Malignant lymphoma constituted 20.8% of all HMs in our study (Table 2). Out of 1052 lymphoma cases, NHL accounted for 80.4% while 19.6% was for HL. The frequency of NHL and HL observed in the present study was almost similar to the earlier report from India . NHL is one of the commonest cancers in developed countries, but the incidence is relatively lower in Asia . This is the most frequent HM of many Asian [1, 18] and African countries . In Bangladesh, it constituted 16.9% of all HM with a median age of 48 years. On the other hand, HL is the most common cancer of young adults in developed countries. The age distribution of HL is bimodal, the first being young adults (age 15–35 years) and the second being those in older individuals over 55 years old. In our study, 62.7% of all HL cases occurred among young adults (<50 years) with a median of 36 years. The similar frequency of HL pattern was also observed in India where mean age of diagnosis was 31.9 years .
In our study, nearly 76.7% of the MM patients aged over 50 years. This accounted for 10.5% of all HM. In Western countries, the median age at diagnosis is 65–70 years, which is significantly higher as compared to Asian countries like India, Japan and China . The median age at onset in Bangladesh is 55 years, which similar to that in India (55–56 years). The incidence varies among different races or geographic location. For instance, the higher incidence has been reported for African Americans as compared to Caucasians .
Myelodysplastic syndromes (MDS) are relatively a condition affecting elderly. It can transform to AML. The incidence of MDS is unclear worldwide because of historical lack of population-based registration.

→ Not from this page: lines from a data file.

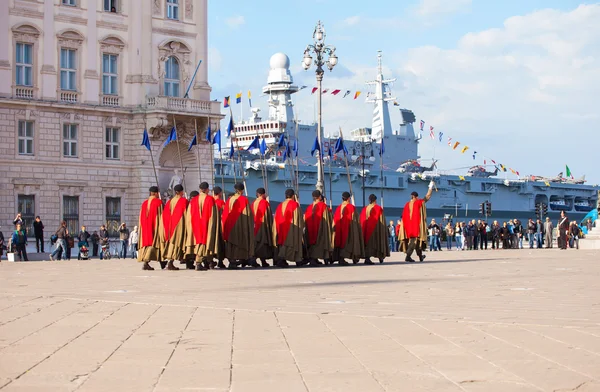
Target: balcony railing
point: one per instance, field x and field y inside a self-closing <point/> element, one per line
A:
<point x="24" y="92"/>
<point x="182" y="104"/>
<point x="110" y="100"/>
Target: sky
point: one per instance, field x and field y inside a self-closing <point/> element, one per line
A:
<point x="516" y="81"/>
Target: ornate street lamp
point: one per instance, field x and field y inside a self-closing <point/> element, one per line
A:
<point x="319" y="49"/>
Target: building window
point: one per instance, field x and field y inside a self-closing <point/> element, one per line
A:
<point x="112" y="143"/>
<point x="113" y="215"/>
<point x="24" y="62"/>
<point x="26" y="206"/>
<point x="25" y="137"/>
<point x="68" y="69"/>
<point x="111" y="5"/>
<point x="173" y="9"/>
<point x="172" y="77"/>
<point x="70" y="140"/>
<point x="109" y="74"/>
<point x="71" y="213"/>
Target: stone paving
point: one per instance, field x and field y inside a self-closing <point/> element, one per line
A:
<point x="507" y="320"/>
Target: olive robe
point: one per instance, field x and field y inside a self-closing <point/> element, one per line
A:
<point x="288" y="231"/>
<point x="172" y="229"/>
<point x="347" y="234"/>
<point x="238" y="228"/>
<point x="149" y="248"/>
<point x="375" y="233"/>
<point x="413" y="225"/>
<point x="263" y="229"/>
<point x="202" y="227"/>
<point x="317" y="221"/>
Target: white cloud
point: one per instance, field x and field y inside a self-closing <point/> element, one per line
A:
<point x="235" y="21"/>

In Bangladesh, MDS constituted approximately 4.5% of HM and 76.9% (n = 225) of the patients were over 50 years old with a median age of 57 years, which is similar to that reported in Japan . In case of India, the MDS patients were much younger with a mean age of 46.1 years , while Western countries have median age ranges from 60–70 years .
Large sample size (over 5000 diagnosed cases) is the strength of our study. However, in our retrospective study, we could not provide any information on the mortality and survivorship of HM, since there is no proper follow-up system to track terminally-ill patients in Bangladeshi hospitals. Detailed clinical data were also not available because of incomplete record keeping system. Like other low-income countries, many of these limitations are intrinsic to Bangladesh health system. Time-trend analysis was not also possible due to lack of homogeneity of data obtained from different hospitals, which has been described in the method section and elsewhere.